Small Business Financial Article
|Rich Best has spent 28 years in the financial services industry, as an advisor, a managing partner, directors of training and marketing, and now as a consultant to the industry. Rich has written extensively on a broad range of personal finance topics and is published on several top financial sites. Recent books include The American Family Survival Bible and Annuity Facts Revealed: What You MUST Know Before You Invest.|
Is Your Business Saleable?
As a business owner, the notion of selling your business may not have entered your mind; or, perhaps you started your business with an end game in mind. Either way, if the sale of your business is part of your long-term strategy, it would be a mistake to wait until you think you’re ready to sell to make your business saleable. Selling a business for a successful outcome can be a long and stressful process. The more you can do purely from a standard business management standpoint to make your business saleable, long before you think you’re ready to sell, the easier and more satisfactorily the sales process will be at the time. And that can mean less stress and more money in your pocket later while generating better results now.
In objectively determining the saleability of your business, the key question you have to constantly ask yourself is, “Would I buy this business?” It’s critically important to view your business from the perspective of a buyer, especially if you think your business should garner a premium price. Then your focus should turn to eliminating the negatives while accentuating or enhancing the positives.
Evaluating the Saleability of your Business
Potential buyers may have a number of criteria they include in considering the purchase of a business, but the core elements can be categorized as follows:
It almost always comes down to the bottom-line. Is your business profitable? Equally important, however, is the multi-year trend going backward and forward. One or two years of profits may not be enough unless the recent trend shows steadily increasing revenue and that there is a realistic forecast of continued growth going forward.
Buyers will next want to know how solvent the business is – essentially determining its net worth. Buyers want to know that the business liabilities are exceeded by its assets; and if there are liabilities, they want assurance that the current revenue is sufficient to cover the debt payments while maintaining profitability.
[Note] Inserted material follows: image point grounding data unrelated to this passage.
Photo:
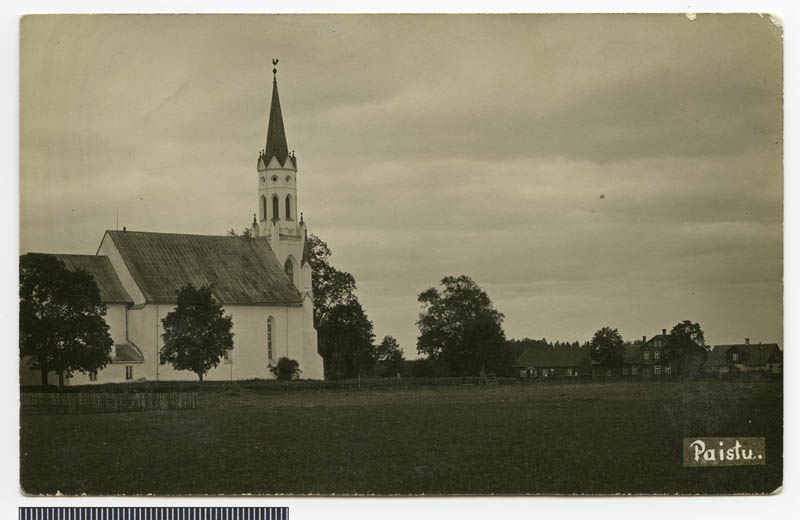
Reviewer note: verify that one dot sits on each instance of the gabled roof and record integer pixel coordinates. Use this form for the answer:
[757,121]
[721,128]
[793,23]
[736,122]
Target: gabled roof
[758,354]
[561,357]
[240,270]
[111,289]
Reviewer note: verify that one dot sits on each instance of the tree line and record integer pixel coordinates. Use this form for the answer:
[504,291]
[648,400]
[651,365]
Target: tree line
[460,331]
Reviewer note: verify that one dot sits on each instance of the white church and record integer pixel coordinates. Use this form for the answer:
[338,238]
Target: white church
[262,281]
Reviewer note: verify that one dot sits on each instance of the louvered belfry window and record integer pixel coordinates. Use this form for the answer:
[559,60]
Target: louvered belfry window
[270,331]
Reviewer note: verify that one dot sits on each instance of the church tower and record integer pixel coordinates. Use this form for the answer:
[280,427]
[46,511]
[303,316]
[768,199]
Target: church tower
[277,214]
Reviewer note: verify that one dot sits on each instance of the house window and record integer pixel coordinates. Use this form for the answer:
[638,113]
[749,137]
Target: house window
[275,213]
[270,332]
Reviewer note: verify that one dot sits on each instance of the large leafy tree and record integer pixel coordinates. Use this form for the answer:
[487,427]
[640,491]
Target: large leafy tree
[346,340]
[389,357]
[687,346]
[331,286]
[61,322]
[197,333]
[344,332]
[459,327]
[608,349]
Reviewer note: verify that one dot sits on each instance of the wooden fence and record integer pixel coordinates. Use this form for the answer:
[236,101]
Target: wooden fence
[75,403]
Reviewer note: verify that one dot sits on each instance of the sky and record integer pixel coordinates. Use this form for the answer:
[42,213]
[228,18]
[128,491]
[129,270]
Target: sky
[585,170]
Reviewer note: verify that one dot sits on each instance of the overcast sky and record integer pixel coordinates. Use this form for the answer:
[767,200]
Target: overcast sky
[584,170]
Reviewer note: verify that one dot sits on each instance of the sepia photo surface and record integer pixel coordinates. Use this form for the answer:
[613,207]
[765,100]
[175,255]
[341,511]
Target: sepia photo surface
[458,254]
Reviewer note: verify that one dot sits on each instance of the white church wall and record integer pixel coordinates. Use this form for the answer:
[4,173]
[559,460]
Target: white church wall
[116,318]
[110,250]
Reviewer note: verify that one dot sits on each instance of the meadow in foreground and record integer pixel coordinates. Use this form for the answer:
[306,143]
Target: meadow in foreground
[508,439]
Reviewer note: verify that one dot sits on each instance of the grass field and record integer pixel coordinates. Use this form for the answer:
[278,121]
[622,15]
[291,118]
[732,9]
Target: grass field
[507,439]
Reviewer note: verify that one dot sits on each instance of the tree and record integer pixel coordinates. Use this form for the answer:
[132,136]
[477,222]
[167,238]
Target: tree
[344,332]
[459,327]
[61,324]
[389,357]
[608,349]
[687,346]
[331,286]
[345,338]
[286,369]
[688,330]
[197,333]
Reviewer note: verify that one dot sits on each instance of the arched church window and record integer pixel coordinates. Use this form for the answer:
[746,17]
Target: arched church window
[270,335]
[289,268]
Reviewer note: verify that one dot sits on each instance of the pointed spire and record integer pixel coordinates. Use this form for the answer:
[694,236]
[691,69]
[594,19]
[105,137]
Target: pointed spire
[276,136]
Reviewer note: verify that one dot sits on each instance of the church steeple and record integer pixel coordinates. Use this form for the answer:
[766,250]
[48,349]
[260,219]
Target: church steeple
[277,181]
[276,135]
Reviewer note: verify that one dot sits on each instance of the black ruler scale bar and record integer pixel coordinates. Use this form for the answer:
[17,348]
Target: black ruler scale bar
[154,513]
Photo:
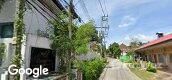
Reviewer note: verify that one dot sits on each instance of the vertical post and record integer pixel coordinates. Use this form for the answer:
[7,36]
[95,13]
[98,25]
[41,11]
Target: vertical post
[70,37]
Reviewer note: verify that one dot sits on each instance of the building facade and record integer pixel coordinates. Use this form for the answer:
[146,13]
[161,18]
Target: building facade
[36,48]
[158,51]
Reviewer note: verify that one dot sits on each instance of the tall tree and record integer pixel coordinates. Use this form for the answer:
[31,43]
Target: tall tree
[114,50]
[85,34]
[18,33]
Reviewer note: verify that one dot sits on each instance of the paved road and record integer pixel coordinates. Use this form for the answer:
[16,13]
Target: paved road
[117,70]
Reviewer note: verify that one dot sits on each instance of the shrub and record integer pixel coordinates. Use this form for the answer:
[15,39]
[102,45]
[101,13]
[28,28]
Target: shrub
[92,69]
[150,67]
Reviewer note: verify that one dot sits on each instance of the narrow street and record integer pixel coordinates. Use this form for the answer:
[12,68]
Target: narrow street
[117,70]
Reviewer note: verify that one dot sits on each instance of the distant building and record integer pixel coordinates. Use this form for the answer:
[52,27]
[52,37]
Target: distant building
[158,51]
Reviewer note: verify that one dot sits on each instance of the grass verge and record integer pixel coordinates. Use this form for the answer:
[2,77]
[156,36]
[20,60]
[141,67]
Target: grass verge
[144,75]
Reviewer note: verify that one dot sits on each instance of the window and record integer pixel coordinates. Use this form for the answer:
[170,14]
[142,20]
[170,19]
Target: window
[161,58]
[6,30]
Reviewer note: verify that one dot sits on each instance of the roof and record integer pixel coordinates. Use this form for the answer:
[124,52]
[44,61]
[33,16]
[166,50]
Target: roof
[157,41]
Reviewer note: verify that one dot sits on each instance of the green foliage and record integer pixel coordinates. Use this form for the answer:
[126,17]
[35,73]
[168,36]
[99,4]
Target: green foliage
[126,58]
[61,42]
[92,69]
[2,50]
[19,31]
[150,67]
[114,50]
[1,4]
[85,34]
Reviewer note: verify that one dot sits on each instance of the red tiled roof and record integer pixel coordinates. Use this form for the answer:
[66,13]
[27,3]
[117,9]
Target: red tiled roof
[156,41]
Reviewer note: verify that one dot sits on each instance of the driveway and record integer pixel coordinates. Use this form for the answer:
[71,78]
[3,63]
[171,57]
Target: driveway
[116,70]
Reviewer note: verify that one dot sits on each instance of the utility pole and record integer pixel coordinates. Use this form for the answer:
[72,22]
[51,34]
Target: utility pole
[70,37]
[103,33]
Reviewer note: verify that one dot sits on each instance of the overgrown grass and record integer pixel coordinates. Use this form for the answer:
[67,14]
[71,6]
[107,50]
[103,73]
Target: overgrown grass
[92,69]
[144,75]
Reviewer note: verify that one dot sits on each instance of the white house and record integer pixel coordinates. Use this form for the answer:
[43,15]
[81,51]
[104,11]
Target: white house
[36,44]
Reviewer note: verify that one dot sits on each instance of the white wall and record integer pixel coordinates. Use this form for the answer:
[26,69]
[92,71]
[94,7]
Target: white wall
[7,13]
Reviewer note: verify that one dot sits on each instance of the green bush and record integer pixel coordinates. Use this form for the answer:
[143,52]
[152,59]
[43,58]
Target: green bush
[150,67]
[126,58]
[92,69]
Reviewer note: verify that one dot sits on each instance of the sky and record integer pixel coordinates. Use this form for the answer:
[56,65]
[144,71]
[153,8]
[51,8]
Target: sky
[129,19]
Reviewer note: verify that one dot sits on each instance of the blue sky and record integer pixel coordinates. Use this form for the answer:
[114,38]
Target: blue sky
[131,18]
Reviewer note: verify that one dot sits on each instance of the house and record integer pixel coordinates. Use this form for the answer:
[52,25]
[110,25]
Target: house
[36,48]
[124,49]
[158,51]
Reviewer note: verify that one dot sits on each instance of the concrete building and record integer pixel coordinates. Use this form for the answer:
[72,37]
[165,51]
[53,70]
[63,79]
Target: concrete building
[158,51]
[36,48]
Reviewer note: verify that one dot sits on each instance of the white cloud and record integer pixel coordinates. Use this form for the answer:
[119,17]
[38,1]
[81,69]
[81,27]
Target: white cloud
[127,21]
[141,37]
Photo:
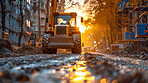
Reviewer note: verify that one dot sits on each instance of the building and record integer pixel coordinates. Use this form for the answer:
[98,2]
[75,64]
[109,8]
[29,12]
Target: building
[13,20]
[38,13]
[132,18]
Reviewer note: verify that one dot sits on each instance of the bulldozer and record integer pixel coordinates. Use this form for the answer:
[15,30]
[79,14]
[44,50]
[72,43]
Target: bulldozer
[65,34]
[62,33]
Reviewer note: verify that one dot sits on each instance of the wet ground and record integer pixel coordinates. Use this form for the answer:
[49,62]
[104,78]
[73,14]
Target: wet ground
[73,68]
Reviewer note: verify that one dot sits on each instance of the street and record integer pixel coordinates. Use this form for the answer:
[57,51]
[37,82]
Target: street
[72,68]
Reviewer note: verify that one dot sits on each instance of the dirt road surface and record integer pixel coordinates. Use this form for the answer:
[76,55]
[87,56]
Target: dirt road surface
[73,68]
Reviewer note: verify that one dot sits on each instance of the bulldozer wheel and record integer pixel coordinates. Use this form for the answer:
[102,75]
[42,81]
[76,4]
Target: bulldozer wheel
[77,45]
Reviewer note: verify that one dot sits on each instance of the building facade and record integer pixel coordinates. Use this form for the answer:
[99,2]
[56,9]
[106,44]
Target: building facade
[132,18]
[13,20]
[38,13]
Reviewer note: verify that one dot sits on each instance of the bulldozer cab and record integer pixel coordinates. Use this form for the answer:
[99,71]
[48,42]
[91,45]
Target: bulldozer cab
[65,19]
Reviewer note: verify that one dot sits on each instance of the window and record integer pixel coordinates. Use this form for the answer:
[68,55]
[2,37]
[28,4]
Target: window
[28,23]
[28,1]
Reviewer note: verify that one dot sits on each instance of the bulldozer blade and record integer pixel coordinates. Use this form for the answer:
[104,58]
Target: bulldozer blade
[61,42]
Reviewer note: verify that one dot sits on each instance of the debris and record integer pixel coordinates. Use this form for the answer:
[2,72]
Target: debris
[6,44]
[30,50]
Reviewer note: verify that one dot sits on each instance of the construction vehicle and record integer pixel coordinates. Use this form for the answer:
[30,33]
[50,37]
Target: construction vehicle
[63,32]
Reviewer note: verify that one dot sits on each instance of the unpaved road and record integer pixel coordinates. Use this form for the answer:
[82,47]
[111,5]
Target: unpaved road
[73,68]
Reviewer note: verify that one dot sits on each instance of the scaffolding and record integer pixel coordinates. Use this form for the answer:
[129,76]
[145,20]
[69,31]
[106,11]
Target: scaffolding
[132,13]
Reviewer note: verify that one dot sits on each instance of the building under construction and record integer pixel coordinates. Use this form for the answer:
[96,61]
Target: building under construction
[132,19]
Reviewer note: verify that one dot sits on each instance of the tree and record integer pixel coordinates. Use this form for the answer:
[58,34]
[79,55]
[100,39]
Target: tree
[104,12]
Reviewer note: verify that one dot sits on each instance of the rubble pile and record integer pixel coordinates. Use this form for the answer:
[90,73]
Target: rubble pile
[109,72]
[136,50]
[30,50]
[137,47]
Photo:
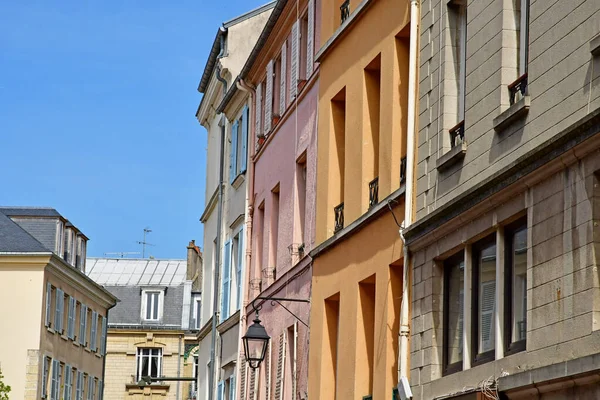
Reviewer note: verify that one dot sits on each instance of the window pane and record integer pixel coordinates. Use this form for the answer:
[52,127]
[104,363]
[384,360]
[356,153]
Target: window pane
[487,297]
[519,295]
[455,311]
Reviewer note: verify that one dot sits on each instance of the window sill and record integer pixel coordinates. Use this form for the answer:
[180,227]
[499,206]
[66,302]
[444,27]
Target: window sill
[514,112]
[453,156]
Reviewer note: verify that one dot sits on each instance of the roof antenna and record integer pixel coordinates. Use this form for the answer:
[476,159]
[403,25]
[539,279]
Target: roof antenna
[144,243]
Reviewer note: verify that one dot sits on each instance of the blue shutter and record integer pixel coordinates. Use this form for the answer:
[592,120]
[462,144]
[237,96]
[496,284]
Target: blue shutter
[233,153]
[226,281]
[244,152]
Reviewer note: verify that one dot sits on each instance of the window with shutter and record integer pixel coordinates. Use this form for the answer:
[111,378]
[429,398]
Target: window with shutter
[279,380]
[82,324]
[269,98]
[258,110]
[282,79]
[94,331]
[294,62]
[233,152]
[48,303]
[58,316]
[244,140]
[310,38]
[226,281]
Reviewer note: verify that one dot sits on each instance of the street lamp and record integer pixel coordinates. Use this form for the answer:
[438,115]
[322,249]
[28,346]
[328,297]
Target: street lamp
[255,343]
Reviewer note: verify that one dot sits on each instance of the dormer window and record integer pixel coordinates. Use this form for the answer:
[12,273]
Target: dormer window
[152,304]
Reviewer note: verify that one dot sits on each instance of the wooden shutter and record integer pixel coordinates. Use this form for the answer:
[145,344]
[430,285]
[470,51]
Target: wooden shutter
[226,281]
[245,126]
[310,52]
[488,306]
[257,110]
[294,62]
[233,153]
[269,98]
[48,302]
[282,80]
[280,377]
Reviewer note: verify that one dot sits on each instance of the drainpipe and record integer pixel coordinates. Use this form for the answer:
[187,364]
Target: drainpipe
[242,85]
[404,354]
[213,333]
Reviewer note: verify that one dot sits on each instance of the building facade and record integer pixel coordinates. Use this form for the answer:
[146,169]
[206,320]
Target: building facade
[225,210]
[56,346]
[152,330]
[360,200]
[505,289]
[277,91]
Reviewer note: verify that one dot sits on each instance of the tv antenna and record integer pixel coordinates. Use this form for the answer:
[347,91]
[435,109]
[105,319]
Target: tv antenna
[144,243]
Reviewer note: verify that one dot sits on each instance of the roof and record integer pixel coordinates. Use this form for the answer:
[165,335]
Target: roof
[214,51]
[30,212]
[14,239]
[260,43]
[136,272]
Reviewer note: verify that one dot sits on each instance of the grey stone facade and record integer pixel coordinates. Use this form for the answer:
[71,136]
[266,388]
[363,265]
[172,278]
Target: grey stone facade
[535,161]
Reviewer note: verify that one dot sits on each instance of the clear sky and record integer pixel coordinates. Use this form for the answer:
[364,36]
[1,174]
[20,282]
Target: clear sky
[97,104]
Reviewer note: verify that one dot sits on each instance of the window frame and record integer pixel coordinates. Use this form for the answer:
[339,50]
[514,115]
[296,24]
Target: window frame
[447,368]
[511,347]
[490,355]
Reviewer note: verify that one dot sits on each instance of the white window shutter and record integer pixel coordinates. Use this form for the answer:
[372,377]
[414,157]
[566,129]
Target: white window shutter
[310,59]
[294,62]
[48,302]
[279,383]
[269,98]
[283,75]
[257,110]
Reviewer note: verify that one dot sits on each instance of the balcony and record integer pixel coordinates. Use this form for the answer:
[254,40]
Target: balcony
[520,85]
[345,10]
[339,218]
[373,192]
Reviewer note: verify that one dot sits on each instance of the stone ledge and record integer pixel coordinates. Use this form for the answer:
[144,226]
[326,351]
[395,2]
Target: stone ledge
[595,46]
[514,112]
[451,157]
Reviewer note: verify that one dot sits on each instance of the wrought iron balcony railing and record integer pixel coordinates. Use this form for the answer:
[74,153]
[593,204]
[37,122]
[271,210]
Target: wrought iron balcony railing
[373,192]
[457,134]
[520,85]
[345,10]
[339,218]
[403,170]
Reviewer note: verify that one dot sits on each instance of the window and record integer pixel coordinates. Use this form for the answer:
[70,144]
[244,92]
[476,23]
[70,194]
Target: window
[238,154]
[71,318]
[48,304]
[56,380]
[83,324]
[68,385]
[94,331]
[79,386]
[453,313]
[226,282]
[484,300]
[59,313]
[197,312]
[149,362]
[516,286]
[152,304]
[45,368]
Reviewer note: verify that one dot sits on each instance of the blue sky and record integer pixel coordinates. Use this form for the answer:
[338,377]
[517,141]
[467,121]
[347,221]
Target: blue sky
[97,104]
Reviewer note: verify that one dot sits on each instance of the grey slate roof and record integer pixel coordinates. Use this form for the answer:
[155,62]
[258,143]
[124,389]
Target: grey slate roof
[14,239]
[136,272]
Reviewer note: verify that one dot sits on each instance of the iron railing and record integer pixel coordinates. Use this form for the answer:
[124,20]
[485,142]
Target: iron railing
[520,85]
[339,218]
[457,134]
[345,10]
[373,192]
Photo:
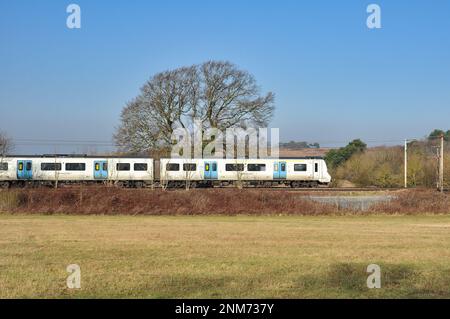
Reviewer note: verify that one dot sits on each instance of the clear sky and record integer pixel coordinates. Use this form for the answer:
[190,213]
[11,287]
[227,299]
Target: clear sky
[334,78]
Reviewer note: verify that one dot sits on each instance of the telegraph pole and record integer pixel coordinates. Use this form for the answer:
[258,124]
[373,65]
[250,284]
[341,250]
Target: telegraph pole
[406,163]
[441,165]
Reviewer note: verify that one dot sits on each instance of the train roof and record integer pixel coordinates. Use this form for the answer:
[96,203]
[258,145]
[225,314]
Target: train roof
[146,157]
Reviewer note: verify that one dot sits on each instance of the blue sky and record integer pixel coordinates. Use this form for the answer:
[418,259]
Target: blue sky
[334,78]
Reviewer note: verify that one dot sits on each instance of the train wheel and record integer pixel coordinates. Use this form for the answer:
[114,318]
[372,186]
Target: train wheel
[295,184]
[4,185]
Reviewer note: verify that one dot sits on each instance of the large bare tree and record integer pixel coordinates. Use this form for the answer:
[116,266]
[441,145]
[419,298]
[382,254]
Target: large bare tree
[215,92]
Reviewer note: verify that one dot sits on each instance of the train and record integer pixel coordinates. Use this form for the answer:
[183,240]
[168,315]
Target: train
[142,172]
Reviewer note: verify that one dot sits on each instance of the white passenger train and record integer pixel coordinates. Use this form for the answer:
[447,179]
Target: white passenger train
[145,172]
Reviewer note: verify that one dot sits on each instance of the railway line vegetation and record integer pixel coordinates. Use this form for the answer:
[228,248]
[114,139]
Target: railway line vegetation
[384,166]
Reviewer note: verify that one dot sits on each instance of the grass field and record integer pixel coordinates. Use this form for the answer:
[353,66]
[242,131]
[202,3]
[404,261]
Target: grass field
[215,257]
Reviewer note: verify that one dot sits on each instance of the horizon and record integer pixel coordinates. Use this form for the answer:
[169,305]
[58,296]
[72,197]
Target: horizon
[334,79]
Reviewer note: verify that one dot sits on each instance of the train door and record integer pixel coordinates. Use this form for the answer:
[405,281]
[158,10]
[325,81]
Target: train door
[24,170]
[100,169]
[211,170]
[316,170]
[279,170]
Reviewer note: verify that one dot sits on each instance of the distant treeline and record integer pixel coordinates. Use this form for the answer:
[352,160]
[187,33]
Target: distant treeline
[384,166]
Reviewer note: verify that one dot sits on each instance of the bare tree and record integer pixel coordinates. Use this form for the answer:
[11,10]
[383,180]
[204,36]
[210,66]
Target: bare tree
[165,103]
[230,97]
[217,93]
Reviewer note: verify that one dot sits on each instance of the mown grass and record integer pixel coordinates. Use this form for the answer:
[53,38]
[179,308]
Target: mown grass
[224,257]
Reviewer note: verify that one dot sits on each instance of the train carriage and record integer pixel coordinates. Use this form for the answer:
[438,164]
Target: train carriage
[178,172]
[48,170]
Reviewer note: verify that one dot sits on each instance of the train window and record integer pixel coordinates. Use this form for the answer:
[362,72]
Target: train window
[172,167]
[77,167]
[300,167]
[48,167]
[189,167]
[123,166]
[256,167]
[140,166]
[234,167]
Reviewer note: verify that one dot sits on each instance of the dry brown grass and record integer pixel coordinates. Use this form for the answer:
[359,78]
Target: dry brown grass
[224,256]
[106,200]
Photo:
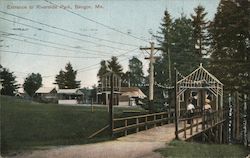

The quality of the debt is important as well. Obviously, lines of credit and short-term debt are acceptable, as is a term loan for financing equipment. The key is to be able to match the type of debt and the term to an underlying asset. The bottom-line, however, is the less debt on the books, the better for attracting good buyers.
Businesses that have successfully differentiated themselves in the market are especially attractive. A business can establish a strong market position through successful branding, distinct products and services, or innovative operational processes. Buyers consider all of these when determining the market position of the business and its ability to retain or build on it. The other factor to consider is the industry as a whole. Is it a dying industry that no one will find attractive, or is the industry trending upward?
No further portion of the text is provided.